Combines Steep pitch Reg pitch helical setup

calvin

Guest
Forget about the steep pitch if you do lots of corn and especialy if you have a CDF rotor. Having all kinds of trouble wtih steep pitch and CDF. Rotor loss and busted up cobs. Wish i had never put them in. Did not work for me. Was better with stock helicals. Maybe it will work for you.
 

Rolf

Guest
Tom Send me your Email and I will send you what I have a of Steep pitch over Thresher and normal over Sep end. Rolf rshedt "at" Bordernet.com.au
 

Rolf

Guest
Arrr Crap! didn't read your post as good as I should! will send them in the next 24 hours!! Rolf
 

tbran

Guest
leave the first helical on the right as is, but shorten it on the back side so as to install a steep pitch helical in the origional n1 rh position. This will allow the first helical to line up with the helical extention you will put in or is already in. (the triangle piece and short helical installed in the upper lh corner of the infeed area.) Then remove the other non steep pitch helicals on the thresher and add steep pitch ones. Three long and one short will get the job done. Where the steep helicals meet the regular ones is where the cuts will need to be made to allow them to transition. It is just like the old P1 N series with the line up kit. the post below refers to cob break up. That is a possibility. We have found this to be variety related. Some varieties have great yield, but low cob strength. We have run steep pitch in white corn with CDF rotors and got premium, which is hard to do.( have a head to head STS story to tell later) The increase in capacity is mainly in green stem soybeans.
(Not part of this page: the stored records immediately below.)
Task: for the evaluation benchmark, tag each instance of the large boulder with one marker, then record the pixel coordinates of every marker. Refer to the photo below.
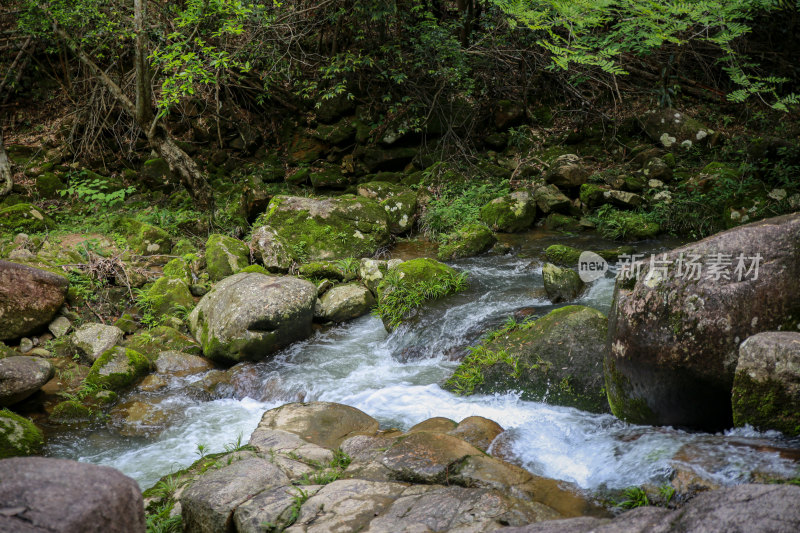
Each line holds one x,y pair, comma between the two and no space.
328,228
766,386
41,495
94,339
18,436
21,376
674,340
672,129
557,359
344,302
762,508
29,298
325,424
510,213
225,256
249,316
561,284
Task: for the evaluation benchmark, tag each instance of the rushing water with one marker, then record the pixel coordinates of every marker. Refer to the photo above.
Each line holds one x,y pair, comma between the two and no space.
396,378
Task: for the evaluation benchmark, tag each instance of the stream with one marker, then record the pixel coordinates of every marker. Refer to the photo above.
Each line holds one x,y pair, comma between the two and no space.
395,378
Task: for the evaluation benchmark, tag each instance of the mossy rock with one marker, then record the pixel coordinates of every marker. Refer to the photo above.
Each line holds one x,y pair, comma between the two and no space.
328,228
118,368
48,185
225,256
556,359
162,339
472,239
168,294
24,217
70,412
18,436
511,213
143,238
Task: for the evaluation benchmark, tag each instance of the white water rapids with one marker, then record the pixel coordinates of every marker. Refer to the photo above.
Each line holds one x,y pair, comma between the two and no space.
395,378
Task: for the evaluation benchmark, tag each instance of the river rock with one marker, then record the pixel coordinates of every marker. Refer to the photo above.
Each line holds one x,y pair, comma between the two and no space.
745,508
478,431
672,129
225,256
567,171
561,284
674,340
21,376
249,316
181,364
344,303
208,504
557,359
118,368
42,495
511,213
29,298
469,240
766,385
94,339
271,250
329,228
18,436
325,424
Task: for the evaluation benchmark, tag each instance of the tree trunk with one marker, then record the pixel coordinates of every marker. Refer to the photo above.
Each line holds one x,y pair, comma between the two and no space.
5,170
181,165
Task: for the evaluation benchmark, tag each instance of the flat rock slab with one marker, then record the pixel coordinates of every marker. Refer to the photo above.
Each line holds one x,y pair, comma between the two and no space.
44,495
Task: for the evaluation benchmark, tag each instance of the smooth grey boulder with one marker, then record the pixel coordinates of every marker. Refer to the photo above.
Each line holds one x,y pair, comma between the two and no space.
766,386
21,376
43,495
29,298
94,339
208,504
344,303
249,316
674,336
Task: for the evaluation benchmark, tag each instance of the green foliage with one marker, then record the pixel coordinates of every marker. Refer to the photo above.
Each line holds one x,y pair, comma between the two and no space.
400,298
633,497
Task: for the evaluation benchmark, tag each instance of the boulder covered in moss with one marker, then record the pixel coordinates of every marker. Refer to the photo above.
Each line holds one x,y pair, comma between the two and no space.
24,217
225,256
143,238
118,368
556,359
561,284
18,436
511,213
328,228
469,240
250,316
269,248
766,385
344,302
29,298
405,287
674,336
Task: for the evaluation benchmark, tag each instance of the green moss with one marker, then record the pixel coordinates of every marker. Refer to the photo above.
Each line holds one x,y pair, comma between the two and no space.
470,240
24,217
765,405
18,435
117,368
70,412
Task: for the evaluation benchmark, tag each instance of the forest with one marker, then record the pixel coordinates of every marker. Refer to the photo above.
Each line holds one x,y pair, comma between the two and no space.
400,265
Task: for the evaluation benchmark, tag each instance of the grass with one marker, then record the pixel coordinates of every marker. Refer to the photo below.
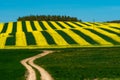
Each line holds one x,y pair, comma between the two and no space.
84,63
10,67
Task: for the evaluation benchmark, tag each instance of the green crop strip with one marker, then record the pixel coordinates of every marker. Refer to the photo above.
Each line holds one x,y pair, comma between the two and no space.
69,25
51,25
48,37
77,24
66,37
4,28
14,29
42,26
11,39
24,26
87,38
115,27
110,31
33,26
60,24
30,38
103,36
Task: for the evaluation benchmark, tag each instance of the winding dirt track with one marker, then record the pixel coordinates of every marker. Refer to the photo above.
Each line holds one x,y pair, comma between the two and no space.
29,64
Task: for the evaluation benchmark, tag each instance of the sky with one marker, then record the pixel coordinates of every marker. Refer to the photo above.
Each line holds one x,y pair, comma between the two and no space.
86,10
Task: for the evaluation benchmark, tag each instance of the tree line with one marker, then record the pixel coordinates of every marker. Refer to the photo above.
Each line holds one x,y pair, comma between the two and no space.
47,18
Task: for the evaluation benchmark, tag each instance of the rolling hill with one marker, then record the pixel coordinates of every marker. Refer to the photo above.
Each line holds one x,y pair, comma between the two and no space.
58,34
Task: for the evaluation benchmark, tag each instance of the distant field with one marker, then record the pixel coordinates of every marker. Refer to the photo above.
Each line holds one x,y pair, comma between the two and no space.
10,66
83,64
58,34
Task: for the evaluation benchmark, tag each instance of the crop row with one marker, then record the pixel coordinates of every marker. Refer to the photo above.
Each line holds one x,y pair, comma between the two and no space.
58,33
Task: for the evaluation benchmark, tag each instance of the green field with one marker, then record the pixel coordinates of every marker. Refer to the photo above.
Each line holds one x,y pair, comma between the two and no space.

We think 10 to 20 % because of reduced 'second pass threshing' which results because the material is moved to the left much quicker. We still run cyl clearace at compressed cob diameter, move the separator grate up 1 to two marks ( this is where we find the cob break up to be with the CDF rotor) to origional clearence of regular rotor. This is the same set up we are using with the Bison rotor one of our customers is using beside the CDF. He likes both. The Bison has much more capacity in green stem beans and wheat. The customer thoght we might have some issues in corn, but we think we have this worked out successfully. The solutuion may have dividends for other rotors as well. More on this later. Dan is working on evaluations.
 

T__langan

Guest
Thanks tbran. I found an old post where you had explained this to someone and tried to explain it to the dealer we're trading with (they are replacing helicals anyhow, so we figured we'd have them set it up the way we wanted),but he seemed a bit confused. Told him I'd try to find a pic somewhere and email it to him so he could see for himself. I know you sent me a pic at one time - that I never seem to get added to the Hyper Mod site - but I can't find it for the life of me. I agree with you about the cob breakup problem. Much more related to hybrid than anything. We've ran into some hybrids that it didn't seem to make any difference what was tried. leave that field, start on the next one and roll out whole cobs. I can't help but think the steep pitch helicals would be more benefitial in these situations than not.
 

tbran

Guest
I try to always state what works for us, and every situation is different. One key to getting cobs out of the bin is screen setting. I posted this before, but run the top screen as close as possible - sq end deep tooth if possible- but on the long shoe machines we are suprised how low we can run the top chaffer, then run the sieve - bottom screen the same or wider, it works in some conditions. We tried to run the lower sieve really tight for years in order to keep the cob out. Found out that when loaded with corn it was blocking off the air to the chaffer. We have customers who have taken the two levers - or added an adjustment lever to control the front set of louvers on the chaffer and made controls for the front louvers and either opened the first 5-7 lovers or closed them with reports of success in either cleaner sample or increased capacity. The drier the corn the more capacity and less cob in general. There also used to be a slotted screeens available for corn on some models and in years gone by - maybe it was Hyper that had these for sale modified to fit the R62'sIJ. These screens resulted in almost seeed cleaner clean crops. We still sell a few bean screens and the results are impessive. However keep in mind, if one has 300 n's of cob_foreign matter in a semi load and is NOT getting doc'd for it - it is money in your pocket.